Three years ago, they finally expanded to a 40-acre farm on Holt Stage Road.
The biggest change, according to Deb, was increasing parking to accommodate the increasing number of visitors.
Deb said Sweet Pickin's regularly sees a few hundred visitors in a day, and that number is only going up.
This year, she’s noticed the impact of the valley’s population growth at the pumpkin patch. She remembered a time when all of the calls she received about visits came from local numbers. Now, she said, she picks up out-of-town calls every day.
School groups and families regularly make the long drive from all across Montana. Sweet Pickin's gets visits from children in Browning, Polson, Missoula and even Great Falls.
“It’s sweet,” Deb said about the farm’s widespread popularity.
STROLLING AROUND the 40-acre grounds, it’s easy to see why children are so eager to spend a day at the farm.
Paradoxically, the DeVrieses don’t offer a traditional pumpkin patch where guests select their own pumpkin right off the vine. Deb explained Montana’s chilly fall weather means it’s necessary to pick most of the pumpkins before guests are ready to start celebrating the season.
“We had 12 inches of snow on the ground this time last year,” Deb pointed out.
Instead of offering the usual pumpkin picking experience, Sweet Pickin's puts pumpkins in centralized corrals for guests to sort through.
It can be a bit of a surprise, Deb acknowledged, particularly for the new guests who recently moved from other places.
“If you’re from California, Washington or Oregon, it’s not like that,” Deb explained.
But Sweet Pickin's more than makes up for that difference with many other activities on the farm.
Probably the most popular attraction is a set of massive trampoline pillows that guests of all ages can bounce around on until they’ve completely forgotten the autumn chill in the air.
Deb said children also love their sandbox full of metal diggers, the two tricycle riding areas and rides in carts painted to look like bees and cows.
“This is my favorite thing to do because I love to ride in the dirt,” exclaimed Fynnlen Stys as he pedaled a heavy-duty tricycle through a collection of hay barrels.
His buddy, Aspen Smith, agreed. “This is my favorite thing because they go fast,” Smith said.
For visitors who want to go at a slower speed, there are plenty of other options.

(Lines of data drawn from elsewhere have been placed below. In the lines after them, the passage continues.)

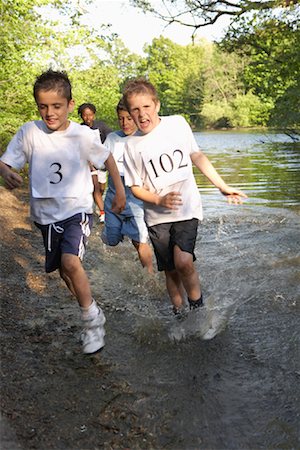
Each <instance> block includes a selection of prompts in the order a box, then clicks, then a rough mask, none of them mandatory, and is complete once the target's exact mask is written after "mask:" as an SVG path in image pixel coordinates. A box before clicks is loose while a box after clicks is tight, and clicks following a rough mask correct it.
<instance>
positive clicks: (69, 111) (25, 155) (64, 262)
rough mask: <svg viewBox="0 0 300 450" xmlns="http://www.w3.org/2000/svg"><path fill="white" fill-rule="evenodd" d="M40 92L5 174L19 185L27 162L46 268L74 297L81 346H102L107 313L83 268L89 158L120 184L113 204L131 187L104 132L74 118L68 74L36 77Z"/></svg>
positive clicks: (47, 71)
mask: <svg viewBox="0 0 300 450" xmlns="http://www.w3.org/2000/svg"><path fill="white" fill-rule="evenodd" d="M33 92H34V98H35V101H36V104H37V107H38V110H39V113H40V115H41V117H42V120H36V121H32V122H28V123H25V124H24V125H23V126H22V127H21V128H20V129H19V130H18V132H17V133H16V135H15V136H14V137H13V139H12V140H11V142H10V143H9V145H8V147H7V150H6V152H5V153H4V154H3V155H2V157H1V158H0V175H1V176H2V177H3V178H4V182H5V186H6V187H7V188H9V189H14V188H17V187H19V186H21V184H22V177H21V176H20V175H19V174H17V173H16V172H14V171H13V170H12V168H14V169H17V170H19V169H21V168H22V167H23V166H24V165H25V164H26V163H27V162H28V163H29V175H30V212H31V218H32V220H33V221H34V223H35V224H36V226H37V227H38V228H39V229H40V230H41V232H42V235H43V240H44V245H45V250H46V264H45V269H46V272H52V271H54V270H56V269H58V270H59V272H60V276H61V278H62V279H63V280H64V281H65V283H66V285H67V287H68V288H69V289H70V291H71V292H72V293H73V294H74V295H75V296H76V298H77V300H78V303H79V306H80V309H81V315H82V319H83V323H84V331H83V334H82V344H83V352H84V353H87V354H90V353H94V352H96V351H98V350H100V349H101V348H102V347H103V346H104V335H105V330H104V323H105V316H104V314H103V311H102V310H101V308H100V307H98V306H97V304H96V302H95V300H94V299H93V298H92V294H91V288H90V284H89V280H88V277H87V275H86V272H85V270H84V268H83V266H82V263H81V261H82V258H83V255H84V252H85V247H86V243H87V238H88V236H89V235H90V230H91V227H92V212H93V195H92V193H93V183H92V179H91V174H90V168H89V161H92V163H93V164H94V165H95V166H96V167H99V166H101V164H103V163H105V165H106V167H107V169H108V170H109V172H110V174H111V176H112V178H113V179H114V183H115V185H116V197H115V201H114V204H113V209H114V210H115V211H117V212H120V211H122V210H123V208H124V206H125V202H126V199H125V192H124V187H123V185H122V182H121V179H120V176H119V172H118V169H117V167H116V164H115V162H114V159H113V157H112V155H111V153H110V152H109V150H108V149H107V148H106V147H105V146H103V145H102V143H101V141H100V136H99V132H98V131H93V130H91V129H90V128H88V127H82V126H80V125H79V124H77V123H75V122H72V121H69V120H68V114H69V113H71V112H72V111H73V109H74V100H73V99H72V92H71V83H70V81H69V78H68V76H67V74H66V73H65V72H55V71H52V70H48V71H47V72H44V73H42V74H41V75H40V76H39V77H37V79H36V81H35V84H34V91H33Z"/></svg>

Children can explore miniature buildings built to be just the right size for them, like the “Old Pumpkin County Bridge.” Or they can feed animals in the petting zoo and take a loop through a small corn maze.
“It’s geared a little to a younger crowd,” Deb explained. She likes the fact that the facility offers activities for the youngest possible guests. Older kids, she said, have a lot of other activity options elsewhere in the Flathead. “It’s nice the valley has some things to offer, that variety,” she noted.
The DeVrieses are already thinking about what else they can offer in the coming seasons.
The main attraction they hope to bring in next year will be a fully functional small train. It’s coming from Wisconsin, and they plan to build a three-quarter-mile track for it around their property.
They’ve been working on getting the train up and running since they moved to Holt Stage Road.
“It’s huge,” Deb gushed.
And it will be a huge change to the farm overall, which was only a bare field when the DeVrieses moved in three years ago. But they continue sowing more seeds of innovation for the foreseeable future.
“Twenty years changes a lot,” Deb said. But through all those seasons, one thing that hasn’t changed is the family’s commitment to growing the farm.